In probability the variance of a continuous random variable \(X\) with a probability distribution function \(f(x)\) is defined as

\[\text{Var}(X) = V(X) = \int_{-\infty}^{\infty}f_X(x) (x-\mu)^2 dx\]

where \(\mu\) is the known mean. However, imagine that we had the expression for the variance in terms of an unknown value \(\mu\) and our task was to choose a \(\mu\) such that the value of the variance expression was minimized. In other words, we find the mean by answering the following question:

For what value of \(\mu\) is the expected average squared deviation minimized?

DUI rule can help us answer the question. We recognize the variance explicitly as a function of \(\mu\) and minimize:

\[\begin{align*} V(X, \mu) &= \int_{-\infty}^{\infty}f_X(x) (x-\mu)^2 dx \\ \frac{\partial V}{\partial \mu} &= \int_{-\infty}^{\infty}2 (x-\mu)f_X(x) dx \end{align*}\]

Now solve for \(\frac{\partial V}{\partial \mu} = 0\), realizing that \(\int_{-\infty}^{\infty}f_X(x)dx = 1\) to get

\[\mu = \int_{-\infty}^{\infty} xf_X(x) dx\]

Thus the mean is the value of the random variable that minimizes the expected squared deviation.

2. Evaluation of integrals

As mentioned in the introduction, the evaluation of improper integrals is the standard application of the DUI rule. I personally do not like this application anymore for two reasons.

  1. Closed form evaluation of integrals is rarely required outside physics. In most other applications, if an integral cannot be solved analytically, its behavior can be studied either numerically or using asymptotic expansions.

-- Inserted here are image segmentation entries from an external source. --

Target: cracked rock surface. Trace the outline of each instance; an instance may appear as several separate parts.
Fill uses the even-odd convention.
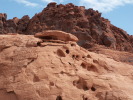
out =
[[[133,100],[133,66],[75,42],[1,35],[0,100]]]

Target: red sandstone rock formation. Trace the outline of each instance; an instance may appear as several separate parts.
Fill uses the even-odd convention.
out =
[[[75,42],[0,35],[0,100],[133,100],[132,74]]]
[[[78,44],[90,48],[93,44],[133,52],[133,38],[124,30],[115,27],[93,9],[73,4],[50,3],[42,12],[29,19],[6,20],[0,15],[0,33],[35,34],[44,30],[62,30],[79,38]]]

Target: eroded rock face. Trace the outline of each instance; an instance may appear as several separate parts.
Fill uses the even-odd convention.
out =
[[[78,38],[70,33],[66,33],[58,30],[47,30],[43,32],[39,32],[35,34],[35,37],[42,39],[53,39],[53,40],[61,40],[61,41],[74,41],[77,42]]]
[[[133,38],[124,30],[115,27],[109,20],[101,17],[101,13],[71,3],[63,5],[52,2],[42,12],[29,18],[28,16],[14,22],[4,19],[0,21],[0,33],[35,34],[44,30],[61,30],[78,37],[78,44],[90,48],[91,44],[104,45],[122,51],[133,51]],[[93,46],[93,45],[92,45]]]
[[[75,42],[0,36],[1,100],[133,100],[132,73]]]

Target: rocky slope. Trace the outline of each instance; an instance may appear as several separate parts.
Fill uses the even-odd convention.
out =
[[[0,36],[0,100],[133,100],[132,86],[131,64],[74,41]]]
[[[133,51],[132,36],[101,17],[98,11],[82,6],[50,3],[31,19],[27,15],[21,19],[6,20],[6,17],[6,14],[0,14],[0,34],[62,30],[77,36],[78,44],[85,48],[99,44],[116,50]]]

  2. Using DUI for integration requires magically discovering the proper extension of the integrand to cancel out the unpleasant bits. Thus there is no systematic technique to be learnt here beyond a bag of tricks (which, as per point 1 above is of limited use anyway).

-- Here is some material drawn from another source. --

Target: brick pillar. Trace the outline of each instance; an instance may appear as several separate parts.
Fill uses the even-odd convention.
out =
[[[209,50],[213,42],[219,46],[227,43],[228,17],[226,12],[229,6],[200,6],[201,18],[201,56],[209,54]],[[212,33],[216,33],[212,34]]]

However, here is the standard application of DUI for completeness. Consider evaluating the following improper integral

\[I = \int_0^{\infty}\frac{\sin x}{x} dx\]

This integral is resistant to standard techniques. The trick is to consider a modified integral

\[\begin{equation} J(t) = \int_0^{\infty}e^{-xt}\frac{\sin x}{x}\, dx \end{equation}\]

Now the differentiation of \(J(t)\) yields a solvable integral:

\[\begin{align*} \frac{dJ}{dt} &= \int_0^{\infty}e^{-tx}\sin x\, dx = \frac{-1}{1+t^2} \\[0.2in] \Rightarrow J(t) &= C - \tan^{-1}t \end{align*}\]

To find \(C\), note that \(\lim_{t\to \infty} J(t) = 0\), which implies \(C = \frac{\pi}{2}\). Thus \(I = J(0) = \frac{\pi}{2}\).